Stanislaw Moniuszko is the major figure in Polish music between Chopin and Szymanowski, but he hardly compares in stature with either of those giants. His music is a standard product of provincial mid-Romanticism: tuneful, workmanlike, often charming - and rarely inspired. His considerable standing in Poland owes much to political factors: with the first performance of his opera Halka in 1858, he made his mark as a patriot at a time when Polish culture had been thoroughly suppressed by the occupying Russians - even the language was banned.
These two collections of operatic overtures and other short orchestral works, which overlap in all but three works, fill a gap in the catalogue - but it wasn't one that urgently needed filling. The form of the typical Moniuszko operatic overture is a simple patchwork of dance-tunes and marches. Some of them rise above this mundanity: the overture to Jawnuta, for example, on the CPO but not the Olympia CD, shows an orchestral imagination that owes something to the welcome influence of Berlioz; and the Halka Overture features music of genuine dramatic punch.
The Olympia recordings are thirty to forty years older than those on CPO: the first three date from 1952, conducted by Jan Krenz and and by the then Grand Old Man of Polish music-making, Grzegorz Fitelberg, close friend and supporter of Szymanowski and practical head of the "Young Poland" group that Szymanowski helped form in the hope of shaking Poland out of its provincial torpor. These recordings show what a good conductor Fitelberg was, for he gets a sparkle out of these largely workaday scores that the generally more cautious Robert Satanowski doesn't manage to find. The other Olympia recordings were made by Witold Rowicki in 1964; he, too, obtains much livelier performances than Satanowski, who, unsurprisingly, has a much better recorded sound for his dragging tempi.

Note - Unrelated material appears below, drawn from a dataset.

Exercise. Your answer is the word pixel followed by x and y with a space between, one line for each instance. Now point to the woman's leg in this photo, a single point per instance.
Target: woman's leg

Nor will the Chant du Monde CD of four of Moniuszko's religious choral works do much to set the seas on fire. If you are expecting an anticipation of the ecstatic intensity of, say, Szymanowski's Stabat Mater, forget it - this is music written for church use: there is no attempt to impress, there are no diverting melodies. It's just simple, honest music that doesn't hang around anywhere in the brain after you've listened to it. The performances are just up to the mark. Indeed, in its lack of superstar brilliance and the open vocal quality of its largely youthful performers, what you hear on this CD is probably very close to what Moniuszko would have expected in the Polish churches of his day. That's a recommendation of sorts, but I am afraid I can't many other reasons to enthuse about it.